RAI/Deutsche Welle Multidrone Datasets

To acquire these datasets, please complete and sign this license agreement. Subsequently, email it to Alberto Messina so as to receive FTP credentials for downloading.

If you are granted permission to access, the following datasets are available (non-annotated).

IGA_2017
The footage was taken during the International Horticultural Exhibition (IGA) in Berlin, June 2017. The drone used was a Mavic Pro, parts of the footage has been published on Deutsche Welle’s Internet format ‘Daily Drone’ https://www.youtube.com/watch?v=MBgjr3ua554.

WUENSDORF_2017
The footage showing a former Soviet base in the Federal State of Brandenburg, Germany, was shot with one Inspire 2 and one Mavic Pro (July 2017). The footage was used to create another Daily Drone clip https://www.youtube.com/watch?v=IIwQmGsXTNs. It shows the remains of the Soviet barracks and a Lenin statue.

MUENCHEBERG_2017
The footage was taken in Muencheberg, Brandenburg, Germany, in October 2017, using one Inspire 2 and one Mavic Pro. In total, 29 clips were produced focusing on the MULTIDRONE Camera Motion Types taxonomy. The dataset includes the clips and the associated flight records.

MUENCHEBERG_2018
One Inspire 2, one Mavic Pro and one Phantom 4 were used by a Deutsche Welle team to film a group of cyclists simulating a bicycle race, in Muencheberg, Brandenburg, Germany, during May 2018. The shoot was accompanied by colleagues from the University of Bristol who created simulations of such a bike race prior to the actual shooting.

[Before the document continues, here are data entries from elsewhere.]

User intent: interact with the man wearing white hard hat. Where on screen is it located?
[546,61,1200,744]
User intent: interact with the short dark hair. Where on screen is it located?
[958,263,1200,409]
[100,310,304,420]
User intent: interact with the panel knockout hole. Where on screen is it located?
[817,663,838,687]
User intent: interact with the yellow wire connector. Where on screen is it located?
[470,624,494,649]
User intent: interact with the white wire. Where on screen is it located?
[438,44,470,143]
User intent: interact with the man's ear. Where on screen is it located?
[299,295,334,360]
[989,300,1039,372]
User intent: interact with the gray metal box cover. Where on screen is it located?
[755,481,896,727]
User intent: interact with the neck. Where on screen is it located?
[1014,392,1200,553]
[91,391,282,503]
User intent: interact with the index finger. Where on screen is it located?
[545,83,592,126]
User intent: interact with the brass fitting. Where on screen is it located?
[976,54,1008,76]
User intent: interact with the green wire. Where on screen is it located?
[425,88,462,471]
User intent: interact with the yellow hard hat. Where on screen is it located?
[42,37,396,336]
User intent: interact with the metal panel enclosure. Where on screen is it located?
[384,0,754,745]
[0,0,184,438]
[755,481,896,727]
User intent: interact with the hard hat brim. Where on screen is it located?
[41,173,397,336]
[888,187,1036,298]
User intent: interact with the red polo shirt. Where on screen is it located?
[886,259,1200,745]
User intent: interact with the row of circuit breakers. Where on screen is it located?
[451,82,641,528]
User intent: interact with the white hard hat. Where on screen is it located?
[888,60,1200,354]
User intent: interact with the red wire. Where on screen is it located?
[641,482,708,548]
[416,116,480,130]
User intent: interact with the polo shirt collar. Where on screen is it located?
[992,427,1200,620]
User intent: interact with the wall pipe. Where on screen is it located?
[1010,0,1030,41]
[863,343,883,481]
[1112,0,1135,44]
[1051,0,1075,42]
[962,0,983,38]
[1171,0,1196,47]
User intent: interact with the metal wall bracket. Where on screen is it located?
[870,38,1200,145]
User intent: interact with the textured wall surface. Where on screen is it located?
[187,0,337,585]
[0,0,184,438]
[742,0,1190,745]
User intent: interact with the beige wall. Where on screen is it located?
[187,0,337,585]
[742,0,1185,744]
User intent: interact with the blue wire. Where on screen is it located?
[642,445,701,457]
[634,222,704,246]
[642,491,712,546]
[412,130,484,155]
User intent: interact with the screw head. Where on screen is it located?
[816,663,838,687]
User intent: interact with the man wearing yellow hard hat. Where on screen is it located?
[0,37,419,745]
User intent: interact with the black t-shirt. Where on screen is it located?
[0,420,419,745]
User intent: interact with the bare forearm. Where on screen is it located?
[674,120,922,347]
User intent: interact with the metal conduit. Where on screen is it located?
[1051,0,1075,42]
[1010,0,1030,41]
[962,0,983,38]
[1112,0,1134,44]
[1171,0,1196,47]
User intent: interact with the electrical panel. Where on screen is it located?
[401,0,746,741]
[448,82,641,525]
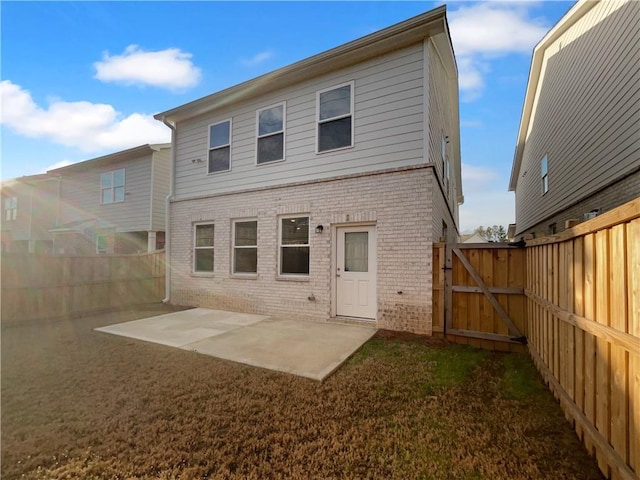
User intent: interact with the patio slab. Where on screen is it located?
[96,308,376,380]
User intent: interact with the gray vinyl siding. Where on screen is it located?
[428,42,459,234]
[516,1,640,234]
[175,44,425,199]
[150,148,171,231]
[60,154,156,232]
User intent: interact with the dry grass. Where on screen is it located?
[1,309,602,480]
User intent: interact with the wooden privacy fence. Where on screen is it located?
[432,243,527,351]
[1,251,165,323]
[433,198,640,480]
[526,199,640,479]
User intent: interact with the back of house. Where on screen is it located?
[156,7,463,334]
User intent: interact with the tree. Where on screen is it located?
[473,225,507,243]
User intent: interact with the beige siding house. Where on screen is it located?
[156,7,463,334]
[509,0,640,239]
[0,174,60,254]
[48,144,171,255]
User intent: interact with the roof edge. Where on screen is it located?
[508,0,601,192]
[154,5,446,122]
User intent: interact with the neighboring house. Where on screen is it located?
[156,7,463,334]
[460,232,489,243]
[0,174,60,254]
[48,144,171,255]
[509,0,640,239]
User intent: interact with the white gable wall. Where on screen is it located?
[175,44,428,199]
[515,1,640,234]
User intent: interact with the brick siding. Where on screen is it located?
[169,167,434,334]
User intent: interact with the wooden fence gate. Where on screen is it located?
[433,243,527,351]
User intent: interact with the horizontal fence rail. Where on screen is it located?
[1,251,165,323]
[525,199,640,479]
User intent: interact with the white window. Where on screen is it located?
[316,82,354,152]
[256,103,286,164]
[96,234,109,255]
[233,220,258,273]
[280,217,309,275]
[4,197,18,221]
[193,223,214,273]
[208,120,231,173]
[540,155,549,195]
[100,168,124,204]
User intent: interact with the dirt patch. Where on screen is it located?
[1,309,603,479]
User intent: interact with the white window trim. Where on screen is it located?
[205,118,233,175]
[540,153,549,195]
[96,233,109,255]
[4,196,18,222]
[276,213,311,281]
[232,217,258,278]
[100,168,127,205]
[315,80,356,155]
[191,221,216,277]
[256,101,287,167]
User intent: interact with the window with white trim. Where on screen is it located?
[208,120,231,173]
[233,220,258,274]
[540,155,549,195]
[256,103,286,164]
[100,168,124,205]
[316,82,354,152]
[4,197,18,222]
[279,217,309,275]
[96,234,109,255]
[193,223,214,273]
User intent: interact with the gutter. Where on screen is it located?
[156,115,177,303]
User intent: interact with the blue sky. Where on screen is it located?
[0,0,574,232]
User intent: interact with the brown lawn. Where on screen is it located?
[1,307,603,480]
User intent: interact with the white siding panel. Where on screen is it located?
[151,148,171,231]
[516,1,640,233]
[61,154,152,232]
[175,44,425,198]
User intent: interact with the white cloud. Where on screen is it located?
[449,2,550,101]
[240,50,273,67]
[0,80,170,152]
[93,45,202,90]
[460,163,515,232]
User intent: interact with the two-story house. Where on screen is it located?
[48,144,171,255]
[0,174,60,254]
[509,0,640,239]
[156,7,463,334]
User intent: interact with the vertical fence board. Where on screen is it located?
[595,230,611,476]
[609,224,629,463]
[627,219,640,476]
[2,252,165,322]
[584,234,597,452]
[573,237,585,439]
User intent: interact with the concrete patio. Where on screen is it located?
[96,308,376,380]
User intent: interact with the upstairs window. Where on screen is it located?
[100,168,124,205]
[540,155,549,195]
[233,220,258,274]
[256,103,285,164]
[193,224,214,273]
[208,120,231,173]
[280,217,309,275]
[316,82,354,152]
[4,197,18,222]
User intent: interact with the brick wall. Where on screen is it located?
[518,170,640,238]
[170,167,433,334]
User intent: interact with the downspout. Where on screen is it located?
[161,116,177,303]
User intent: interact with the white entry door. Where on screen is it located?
[336,225,377,319]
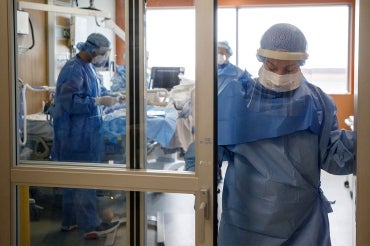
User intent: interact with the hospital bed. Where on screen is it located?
[21,89,192,169]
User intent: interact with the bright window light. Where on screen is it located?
[238,5,349,94]
[146,5,350,94]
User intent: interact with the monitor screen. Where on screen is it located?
[150,67,185,90]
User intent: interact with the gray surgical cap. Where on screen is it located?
[257,23,308,65]
[77,33,110,54]
[217,41,233,56]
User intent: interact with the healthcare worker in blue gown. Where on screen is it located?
[184,41,250,171]
[51,33,118,239]
[217,41,247,93]
[218,23,355,246]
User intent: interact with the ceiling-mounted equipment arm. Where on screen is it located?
[18,1,125,41]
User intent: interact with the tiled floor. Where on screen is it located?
[321,171,355,246]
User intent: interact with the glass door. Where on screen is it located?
[11,0,215,245]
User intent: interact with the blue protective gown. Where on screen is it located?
[218,71,355,246]
[52,56,103,162]
[51,56,104,232]
[217,62,243,93]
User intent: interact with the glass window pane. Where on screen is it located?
[17,1,126,164]
[238,5,349,94]
[145,8,195,173]
[217,8,238,64]
[26,187,127,245]
[24,186,195,246]
[146,193,195,246]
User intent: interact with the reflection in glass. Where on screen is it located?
[145,8,195,171]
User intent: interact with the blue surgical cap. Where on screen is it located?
[257,23,308,65]
[77,33,110,54]
[217,41,233,56]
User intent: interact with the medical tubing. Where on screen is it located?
[19,82,53,146]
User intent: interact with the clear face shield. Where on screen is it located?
[91,47,110,67]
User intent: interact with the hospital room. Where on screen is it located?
[0,0,370,246]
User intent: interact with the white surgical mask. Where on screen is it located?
[91,53,109,67]
[217,54,226,65]
[258,65,303,92]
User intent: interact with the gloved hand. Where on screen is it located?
[95,96,118,107]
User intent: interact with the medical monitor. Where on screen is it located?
[150,67,185,91]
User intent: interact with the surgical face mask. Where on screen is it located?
[91,52,109,67]
[217,54,227,65]
[258,65,303,92]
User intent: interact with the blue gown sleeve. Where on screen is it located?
[58,63,98,114]
[321,130,356,175]
[317,85,356,175]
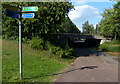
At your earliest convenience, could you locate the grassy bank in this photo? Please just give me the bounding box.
[2,40,72,82]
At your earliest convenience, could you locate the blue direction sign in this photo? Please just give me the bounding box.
[22,6,38,12]
[5,9,19,18]
[3,4,19,12]
[22,13,35,18]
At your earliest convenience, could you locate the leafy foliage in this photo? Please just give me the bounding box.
[100,2,120,39]
[2,2,73,39]
[29,38,73,58]
[82,21,94,34]
[99,40,120,52]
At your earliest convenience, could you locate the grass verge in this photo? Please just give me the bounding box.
[2,40,72,82]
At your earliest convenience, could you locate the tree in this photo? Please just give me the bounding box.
[82,21,94,34]
[2,2,73,39]
[95,24,100,35]
[100,2,120,39]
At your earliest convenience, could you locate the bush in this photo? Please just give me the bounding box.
[99,40,120,52]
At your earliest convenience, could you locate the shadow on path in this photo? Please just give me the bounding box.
[74,48,102,57]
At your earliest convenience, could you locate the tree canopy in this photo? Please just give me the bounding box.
[2,2,77,39]
[100,2,120,39]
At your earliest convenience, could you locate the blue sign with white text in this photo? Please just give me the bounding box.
[5,9,19,18]
[22,13,35,18]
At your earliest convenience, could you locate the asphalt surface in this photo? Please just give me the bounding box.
[54,49,118,83]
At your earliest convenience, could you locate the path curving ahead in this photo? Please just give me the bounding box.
[55,49,118,82]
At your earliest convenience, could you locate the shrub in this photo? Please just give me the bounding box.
[99,40,120,52]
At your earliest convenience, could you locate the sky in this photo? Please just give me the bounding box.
[68,0,116,31]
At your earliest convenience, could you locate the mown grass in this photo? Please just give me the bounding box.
[2,40,73,82]
[99,40,120,52]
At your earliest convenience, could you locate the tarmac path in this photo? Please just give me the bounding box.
[55,49,118,82]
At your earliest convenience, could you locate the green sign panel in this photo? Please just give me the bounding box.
[22,6,38,12]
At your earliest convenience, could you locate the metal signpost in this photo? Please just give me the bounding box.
[3,5,38,79]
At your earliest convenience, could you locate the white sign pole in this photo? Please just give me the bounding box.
[19,7,22,79]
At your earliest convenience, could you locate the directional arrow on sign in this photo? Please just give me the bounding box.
[3,5,19,12]
[5,9,19,18]
[22,13,35,18]
[22,6,38,12]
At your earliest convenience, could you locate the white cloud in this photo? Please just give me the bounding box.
[68,5,100,21]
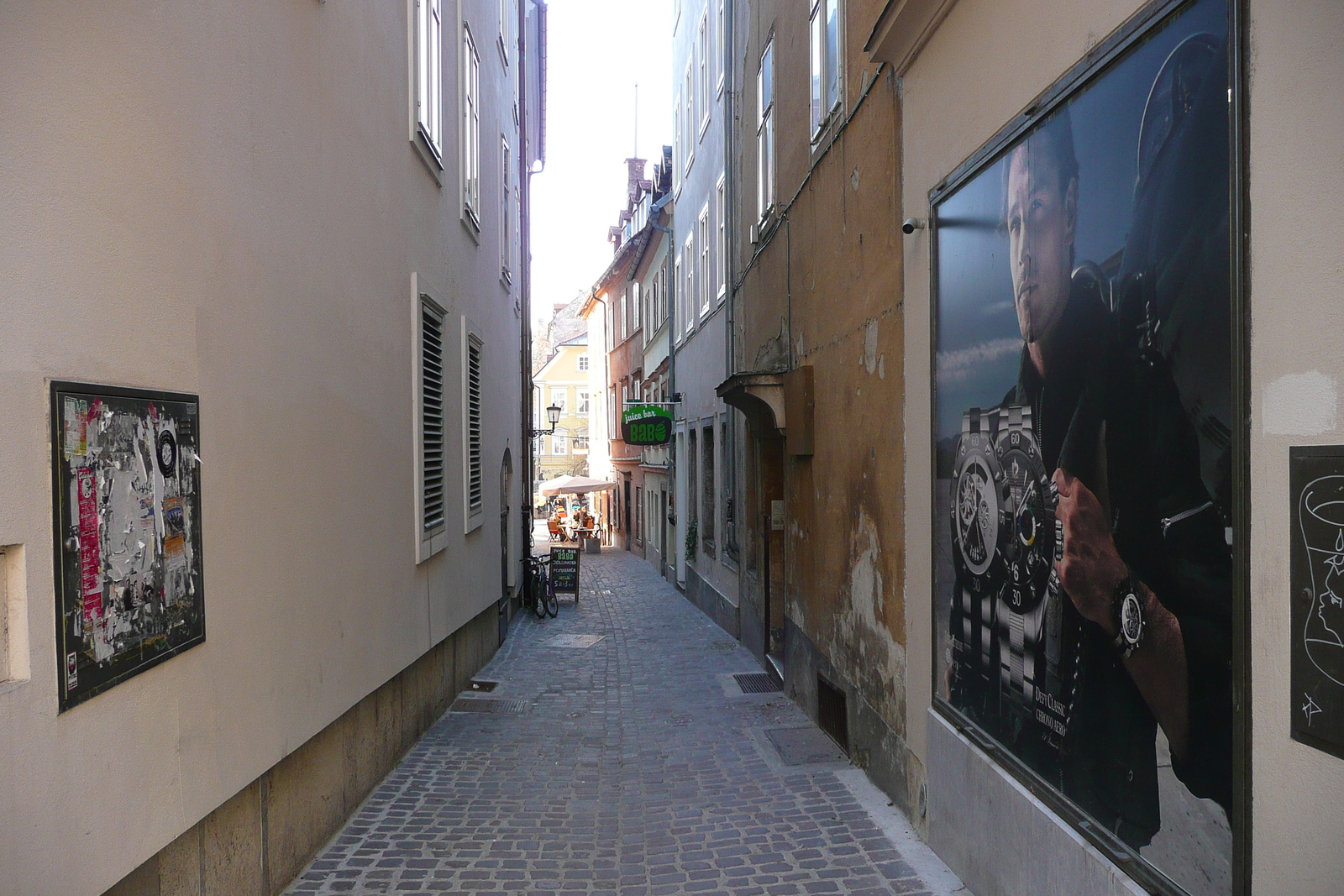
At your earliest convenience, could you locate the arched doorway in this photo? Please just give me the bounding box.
[499,448,513,643]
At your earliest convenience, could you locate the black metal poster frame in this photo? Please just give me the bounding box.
[927,0,1252,896]
[1288,445,1344,759]
[50,381,206,712]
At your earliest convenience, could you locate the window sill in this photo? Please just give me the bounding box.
[412,125,444,188]
[415,528,448,565]
[462,206,481,246]
[462,508,486,535]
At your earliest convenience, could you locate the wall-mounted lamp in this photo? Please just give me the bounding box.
[533,405,560,439]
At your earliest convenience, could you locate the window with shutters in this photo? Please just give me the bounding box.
[500,134,513,286]
[757,36,774,217]
[808,0,840,139]
[714,176,728,300]
[415,293,448,563]
[462,333,486,532]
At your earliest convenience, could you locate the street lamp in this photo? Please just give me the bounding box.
[533,405,560,439]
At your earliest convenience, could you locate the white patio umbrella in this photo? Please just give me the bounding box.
[538,475,616,497]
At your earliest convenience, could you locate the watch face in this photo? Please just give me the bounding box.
[999,432,1055,612]
[155,430,177,475]
[1120,592,1144,643]
[952,432,1000,589]
[953,457,999,575]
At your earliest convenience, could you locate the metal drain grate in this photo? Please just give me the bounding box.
[542,634,606,650]
[448,697,529,716]
[732,672,784,693]
[764,726,847,766]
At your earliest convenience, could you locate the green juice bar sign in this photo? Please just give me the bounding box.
[621,405,672,445]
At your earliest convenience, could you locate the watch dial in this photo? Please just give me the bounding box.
[953,455,999,575]
[1120,594,1144,643]
[156,430,177,475]
[1000,446,1055,612]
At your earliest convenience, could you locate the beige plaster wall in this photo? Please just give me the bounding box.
[0,0,519,896]
[902,0,1344,894]
[1248,0,1344,896]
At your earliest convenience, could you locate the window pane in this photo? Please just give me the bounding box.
[811,11,825,132]
[761,42,774,114]
[825,0,840,110]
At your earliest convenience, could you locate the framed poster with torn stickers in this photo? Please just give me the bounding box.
[1288,445,1344,759]
[51,383,206,712]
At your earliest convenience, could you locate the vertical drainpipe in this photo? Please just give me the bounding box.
[722,0,742,561]
[517,0,546,561]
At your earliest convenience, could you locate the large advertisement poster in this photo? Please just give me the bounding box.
[51,383,206,710]
[932,0,1234,893]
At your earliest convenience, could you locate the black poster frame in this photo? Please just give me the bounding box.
[49,380,207,712]
[927,0,1252,896]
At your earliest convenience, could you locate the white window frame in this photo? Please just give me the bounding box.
[461,322,486,535]
[714,175,728,301]
[808,0,840,143]
[462,23,481,233]
[695,203,715,317]
[412,0,444,176]
[495,0,517,71]
[681,62,696,175]
[500,134,513,287]
[757,35,775,220]
[412,273,449,564]
[668,249,684,341]
[681,233,696,333]
[714,0,727,97]
[672,90,687,192]
[695,7,714,139]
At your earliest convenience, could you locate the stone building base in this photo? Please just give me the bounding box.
[784,618,921,818]
[685,564,742,638]
[929,710,1145,896]
[97,605,499,896]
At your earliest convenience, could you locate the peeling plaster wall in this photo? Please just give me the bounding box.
[0,0,520,896]
[737,3,909,804]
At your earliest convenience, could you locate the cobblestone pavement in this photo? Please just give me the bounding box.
[286,537,963,896]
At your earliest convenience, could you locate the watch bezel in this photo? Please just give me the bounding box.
[1116,575,1147,659]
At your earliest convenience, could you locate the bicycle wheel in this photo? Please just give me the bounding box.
[528,569,549,619]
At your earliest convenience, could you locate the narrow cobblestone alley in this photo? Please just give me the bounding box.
[287,537,965,896]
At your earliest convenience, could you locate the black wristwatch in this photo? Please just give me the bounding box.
[1111,572,1147,659]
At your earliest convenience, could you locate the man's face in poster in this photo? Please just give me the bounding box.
[1004,134,1078,343]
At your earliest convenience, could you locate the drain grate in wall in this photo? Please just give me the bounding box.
[764,726,845,766]
[448,697,529,716]
[732,672,784,693]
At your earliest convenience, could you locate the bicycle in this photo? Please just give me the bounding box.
[516,555,560,619]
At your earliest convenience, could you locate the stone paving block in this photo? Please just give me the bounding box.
[285,551,946,896]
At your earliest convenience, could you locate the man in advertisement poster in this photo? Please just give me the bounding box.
[1004,110,1231,846]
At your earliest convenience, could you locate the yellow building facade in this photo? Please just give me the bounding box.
[533,333,593,498]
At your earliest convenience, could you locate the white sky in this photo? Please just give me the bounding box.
[533,0,674,328]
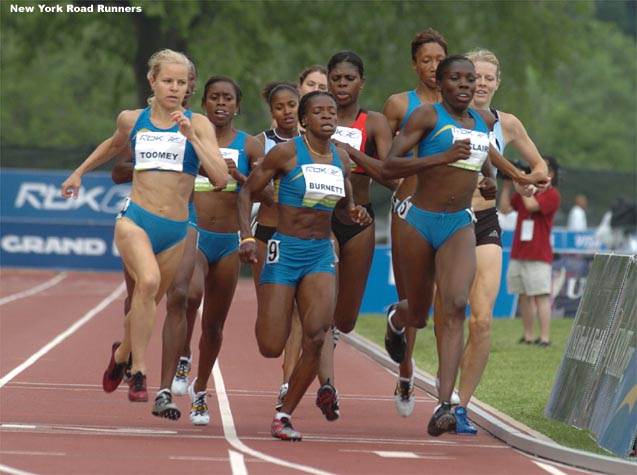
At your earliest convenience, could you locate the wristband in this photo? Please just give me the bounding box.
[239,237,257,247]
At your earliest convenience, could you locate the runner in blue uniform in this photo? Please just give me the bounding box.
[61,50,228,401]
[238,91,370,440]
[383,56,547,436]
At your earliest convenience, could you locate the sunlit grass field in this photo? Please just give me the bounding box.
[356,315,613,456]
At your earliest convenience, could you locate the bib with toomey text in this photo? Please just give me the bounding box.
[135,130,187,172]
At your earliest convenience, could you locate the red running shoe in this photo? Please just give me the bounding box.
[316,381,341,421]
[128,371,148,402]
[102,341,126,393]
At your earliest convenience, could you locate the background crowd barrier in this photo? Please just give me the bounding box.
[0,169,600,317]
[545,254,637,457]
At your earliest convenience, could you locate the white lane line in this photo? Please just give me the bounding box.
[212,360,333,475]
[0,450,66,457]
[0,272,68,305]
[0,463,36,475]
[0,282,126,388]
[372,450,420,459]
[531,460,567,475]
[228,450,248,475]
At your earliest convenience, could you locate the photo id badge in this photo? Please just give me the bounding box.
[520,219,535,241]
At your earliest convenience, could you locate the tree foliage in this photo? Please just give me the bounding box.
[0,0,637,170]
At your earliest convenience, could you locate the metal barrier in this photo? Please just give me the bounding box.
[545,254,637,457]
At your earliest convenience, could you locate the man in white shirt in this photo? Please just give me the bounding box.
[566,195,588,231]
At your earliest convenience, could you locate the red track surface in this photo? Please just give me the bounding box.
[0,269,584,475]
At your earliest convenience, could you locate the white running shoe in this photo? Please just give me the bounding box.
[274,383,288,411]
[394,378,416,417]
[188,378,210,426]
[436,378,460,406]
[170,355,192,396]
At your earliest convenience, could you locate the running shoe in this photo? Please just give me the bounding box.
[332,326,341,348]
[188,378,210,426]
[170,355,192,396]
[316,382,341,422]
[427,402,456,437]
[153,389,181,421]
[124,353,133,384]
[270,417,303,441]
[102,341,126,393]
[128,371,148,402]
[436,378,460,406]
[274,383,288,411]
[385,303,407,364]
[394,373,416,417]
[453,406,478,435]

The parameters of these simulations such as flight altitude, camera angle, etc., were used during the recording of the race. Flight records are provided.

NAUEN_2018
One football player and one cyclist were filmed with one Inspire 2 and one Mavic Pro in Nauen, Germany, during April 2018. The shooting focussed on a subset of the UAV Camera Motion Types identified in the MULTIDRONE UAV shot type taxonomy (Lateral Tracking Shot, Vertical Tracking Shot, Pedestal/Elevator Shot With Target, Chase/Follow Shot, Orbit). The dataset contains 19 clips and their associated flight records.

GIRO_2017
This dataset consists of 9 clips taken form 2017 edition of the Giro d’Italia at 1920×1080 resolution and MP4 format at 25 frames per second.

GIRO_2018
This dataset consists of 26 clips taken form 2018 edition of the Giro d’Italia at 1920×1080 resolution and MP4 format at 25 frames per second.

ARCHIVE_2018
This dataset consists in 36 clips taken from RAI archives and depicting various shots of bikers, football players, boat racers and other additional outdoor sports (ski, sailing). Resolution is varying from 720×576 to 19020×1080 depending on the stored copy in the archive.

METEORA_2018
This dataset contains UAV footage filmed for Deutsche Welle’s “Euromaxx – Lifestyle in Europe”, in the mountains of Meteora, Greece, in August 2018. The footage mainly depicts rock climbing and it was shot using two drone models (a Mavic Air and an Inspire 2), as well as a variety of different shot perspectives, movements and angles.

WANNSEE_2018
This dataset contains UAV footage filmed by a Deutsche Welle team during the live rowing regatta “Rund um Wannsee” of 2018, one of the longest races in the world, set in the southwest of Berlin. Two drone teams were set along the track, a third drone was used for aerial overview and two additional standard camera teams covered the rest.

WANNSEE_2018_Test
This dataset contains UAV footage filmed by a Deutsche Welle team before the live rowing regatta “Rund um Wannsee” of 2018. Three drones were employed (an Inspire, a Mavic Air and a Mavic Pro), with flight records provided.

CYCLISTS_2019
This is a dataset depicting a bicycle race training session in northern Italy (May 2019). The footage was filmed by RAI, using a DJI Phantom UAV flying above the bikers.

YOUTUBE_Drone_Footage
This is a dataset consisting in the list of links of roughly 10 hours of drone footage on YouTube on soccer, rowing and cycling.